History

United States
- Name: USS Ora
- Namesake: Previous name retained
- Builder: Samuel Gates, Key West, Florida
- Completed: 1914
- Acquired: 11 June 1917
- Commissioned: 13 July 1917
- Fate: Transferred to U.S. Department of Agriculture 6 December 1920
- Notes: In use as private motorboat Ora 1914-1917

General characteristics
- Type: Patrol vessel
- Tonnage: 33 tons
- Length: 55 ft (17 m)
- Beam: 15 ft 7 in (4.75 m)
- Draft: 3 ft 5 in (1.04 m)
- Speed: 10 knots
- Complement: 6
- Armament: 2 × 1-pounder guns

= USS Ora =

USS Ora (SP-75) was an armed motorboat that served in the United States Navy as a patrol vessel from 1917 to 1920.

Ora was built as a private motorboat of the same name in 1914 by Samuel Gates at Key West, Florida. The U.S. Navy acquired her for World War I service from her owners, I. W. Knight and W. R. Porter, on 11 June 1917 and commissioned her on 13 July 1917 as USS Ora (SP-75).
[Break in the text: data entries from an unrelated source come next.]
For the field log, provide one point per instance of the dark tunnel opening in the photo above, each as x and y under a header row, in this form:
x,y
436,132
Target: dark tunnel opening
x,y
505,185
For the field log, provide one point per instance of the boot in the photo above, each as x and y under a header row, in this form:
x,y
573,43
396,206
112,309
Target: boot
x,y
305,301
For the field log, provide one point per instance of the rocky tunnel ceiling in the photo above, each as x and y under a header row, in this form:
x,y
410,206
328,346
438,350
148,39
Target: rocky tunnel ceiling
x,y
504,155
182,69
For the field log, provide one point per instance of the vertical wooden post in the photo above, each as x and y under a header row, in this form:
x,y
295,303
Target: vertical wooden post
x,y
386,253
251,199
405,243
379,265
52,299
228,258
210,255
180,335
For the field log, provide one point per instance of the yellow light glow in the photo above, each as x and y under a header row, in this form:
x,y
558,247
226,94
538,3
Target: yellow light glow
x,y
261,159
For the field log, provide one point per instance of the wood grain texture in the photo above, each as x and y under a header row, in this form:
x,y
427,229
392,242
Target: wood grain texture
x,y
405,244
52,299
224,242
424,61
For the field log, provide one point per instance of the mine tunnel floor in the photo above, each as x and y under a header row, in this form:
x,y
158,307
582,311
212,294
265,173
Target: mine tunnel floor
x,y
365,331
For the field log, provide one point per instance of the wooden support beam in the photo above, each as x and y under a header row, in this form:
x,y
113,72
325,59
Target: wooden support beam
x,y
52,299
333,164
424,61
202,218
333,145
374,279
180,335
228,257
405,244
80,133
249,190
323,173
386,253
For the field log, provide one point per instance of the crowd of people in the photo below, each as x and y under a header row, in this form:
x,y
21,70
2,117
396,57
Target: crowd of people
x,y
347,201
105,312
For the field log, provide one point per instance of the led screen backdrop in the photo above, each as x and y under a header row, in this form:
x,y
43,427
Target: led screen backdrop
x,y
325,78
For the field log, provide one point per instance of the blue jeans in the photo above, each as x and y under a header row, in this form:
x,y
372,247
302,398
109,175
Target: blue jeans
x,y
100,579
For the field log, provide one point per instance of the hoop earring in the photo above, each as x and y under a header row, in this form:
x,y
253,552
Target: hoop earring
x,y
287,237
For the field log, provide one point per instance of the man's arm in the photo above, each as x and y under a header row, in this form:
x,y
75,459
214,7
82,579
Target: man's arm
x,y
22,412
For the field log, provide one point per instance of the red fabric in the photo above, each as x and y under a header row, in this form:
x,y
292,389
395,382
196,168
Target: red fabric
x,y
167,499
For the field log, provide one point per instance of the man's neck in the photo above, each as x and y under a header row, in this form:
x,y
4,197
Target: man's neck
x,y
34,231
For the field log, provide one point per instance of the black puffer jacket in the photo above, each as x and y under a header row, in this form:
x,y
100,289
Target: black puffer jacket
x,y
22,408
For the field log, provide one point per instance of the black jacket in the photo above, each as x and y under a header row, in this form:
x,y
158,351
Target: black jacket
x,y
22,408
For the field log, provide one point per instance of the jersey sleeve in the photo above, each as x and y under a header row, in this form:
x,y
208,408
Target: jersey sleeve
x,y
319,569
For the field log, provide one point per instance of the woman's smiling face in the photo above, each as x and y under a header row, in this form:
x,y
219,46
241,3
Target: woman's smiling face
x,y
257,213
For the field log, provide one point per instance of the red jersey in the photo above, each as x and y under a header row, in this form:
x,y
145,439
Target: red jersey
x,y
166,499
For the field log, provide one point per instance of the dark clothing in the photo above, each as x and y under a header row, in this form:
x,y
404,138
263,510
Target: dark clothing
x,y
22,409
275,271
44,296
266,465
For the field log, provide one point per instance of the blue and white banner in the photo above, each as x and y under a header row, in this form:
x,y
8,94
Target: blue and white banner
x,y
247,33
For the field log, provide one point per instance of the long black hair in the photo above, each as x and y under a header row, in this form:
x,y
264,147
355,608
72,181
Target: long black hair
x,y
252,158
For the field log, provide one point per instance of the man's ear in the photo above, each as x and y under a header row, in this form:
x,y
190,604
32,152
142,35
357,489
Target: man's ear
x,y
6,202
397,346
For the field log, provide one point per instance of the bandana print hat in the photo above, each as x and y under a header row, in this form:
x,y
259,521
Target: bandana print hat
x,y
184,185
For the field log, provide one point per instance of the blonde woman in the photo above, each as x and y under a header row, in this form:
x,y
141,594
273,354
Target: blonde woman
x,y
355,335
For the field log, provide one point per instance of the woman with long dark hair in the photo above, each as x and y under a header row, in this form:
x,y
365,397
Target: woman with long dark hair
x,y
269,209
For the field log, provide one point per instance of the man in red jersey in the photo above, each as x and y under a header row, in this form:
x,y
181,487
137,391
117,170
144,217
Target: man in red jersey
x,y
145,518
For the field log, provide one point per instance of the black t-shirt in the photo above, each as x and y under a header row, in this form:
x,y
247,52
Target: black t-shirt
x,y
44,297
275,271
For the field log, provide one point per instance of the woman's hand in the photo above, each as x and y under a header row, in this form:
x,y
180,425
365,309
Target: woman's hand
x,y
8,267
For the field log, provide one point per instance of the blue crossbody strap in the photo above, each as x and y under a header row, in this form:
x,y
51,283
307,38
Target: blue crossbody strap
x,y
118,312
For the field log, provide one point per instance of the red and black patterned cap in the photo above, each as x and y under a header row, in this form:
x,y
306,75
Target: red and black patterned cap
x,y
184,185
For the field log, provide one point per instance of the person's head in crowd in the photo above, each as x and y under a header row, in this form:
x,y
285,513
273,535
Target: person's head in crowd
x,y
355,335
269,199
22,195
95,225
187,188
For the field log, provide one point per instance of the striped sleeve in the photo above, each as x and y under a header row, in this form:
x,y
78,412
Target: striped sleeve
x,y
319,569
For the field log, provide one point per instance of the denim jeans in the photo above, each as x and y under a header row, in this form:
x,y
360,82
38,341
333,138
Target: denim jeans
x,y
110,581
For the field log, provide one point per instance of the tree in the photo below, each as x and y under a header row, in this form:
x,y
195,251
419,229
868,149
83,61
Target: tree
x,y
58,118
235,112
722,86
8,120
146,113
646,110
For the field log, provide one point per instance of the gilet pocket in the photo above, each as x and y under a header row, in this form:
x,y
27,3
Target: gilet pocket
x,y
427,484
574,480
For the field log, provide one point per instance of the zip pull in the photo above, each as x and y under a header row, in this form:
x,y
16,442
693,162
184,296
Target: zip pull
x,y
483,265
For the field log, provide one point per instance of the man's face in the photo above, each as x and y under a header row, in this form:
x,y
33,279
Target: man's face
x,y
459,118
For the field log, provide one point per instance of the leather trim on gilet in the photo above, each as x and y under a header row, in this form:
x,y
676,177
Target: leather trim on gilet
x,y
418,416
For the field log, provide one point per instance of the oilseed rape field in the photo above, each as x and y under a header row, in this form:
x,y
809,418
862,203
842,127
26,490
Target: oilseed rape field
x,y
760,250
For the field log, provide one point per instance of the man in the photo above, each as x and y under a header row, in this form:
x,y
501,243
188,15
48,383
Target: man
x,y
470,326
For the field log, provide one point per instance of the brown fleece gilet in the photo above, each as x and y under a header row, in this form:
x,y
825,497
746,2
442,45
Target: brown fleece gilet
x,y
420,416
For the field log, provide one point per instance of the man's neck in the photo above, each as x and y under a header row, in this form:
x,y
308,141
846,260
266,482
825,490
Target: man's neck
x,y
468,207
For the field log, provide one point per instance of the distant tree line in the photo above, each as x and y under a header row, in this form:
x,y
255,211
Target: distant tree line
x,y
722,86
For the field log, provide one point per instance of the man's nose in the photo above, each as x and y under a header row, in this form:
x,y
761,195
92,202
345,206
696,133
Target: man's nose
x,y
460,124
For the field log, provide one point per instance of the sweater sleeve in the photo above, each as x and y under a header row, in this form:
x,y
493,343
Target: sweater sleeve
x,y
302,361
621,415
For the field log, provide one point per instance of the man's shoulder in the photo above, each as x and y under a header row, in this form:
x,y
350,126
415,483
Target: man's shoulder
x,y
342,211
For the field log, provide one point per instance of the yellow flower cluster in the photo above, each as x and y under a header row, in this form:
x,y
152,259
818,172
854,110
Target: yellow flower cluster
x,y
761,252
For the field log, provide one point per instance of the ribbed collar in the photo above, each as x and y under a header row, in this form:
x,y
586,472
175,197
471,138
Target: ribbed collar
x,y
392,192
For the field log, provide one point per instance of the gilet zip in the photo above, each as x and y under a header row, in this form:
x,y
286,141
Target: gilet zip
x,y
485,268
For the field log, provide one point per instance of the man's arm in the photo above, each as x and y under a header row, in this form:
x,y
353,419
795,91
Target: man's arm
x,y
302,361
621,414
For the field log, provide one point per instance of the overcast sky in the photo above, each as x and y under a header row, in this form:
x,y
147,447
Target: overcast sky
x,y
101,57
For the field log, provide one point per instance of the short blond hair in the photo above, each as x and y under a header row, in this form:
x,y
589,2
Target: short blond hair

Operating in the 7th Naval District during World War I, Ora patrolled off Key West in 1918, guarding the port, towing barges in the area, and ferrying boarding officers to various ships to check their identification. Occasionally she sighted foreign ships such as the Peruvian Penaun and the Uruguayan gunboat Montevideo. In 1919 she operated off the Florida Keys, aiding in the location of several sunken barges, delivering messages to ships, and participating in drills and signal practice.

Ora was ordered sold on 30 July 1920, but was withdrawn from sale on 16 October 1920. Instead, she was transferred to the United States Department of Agriculture on 6 December 1920.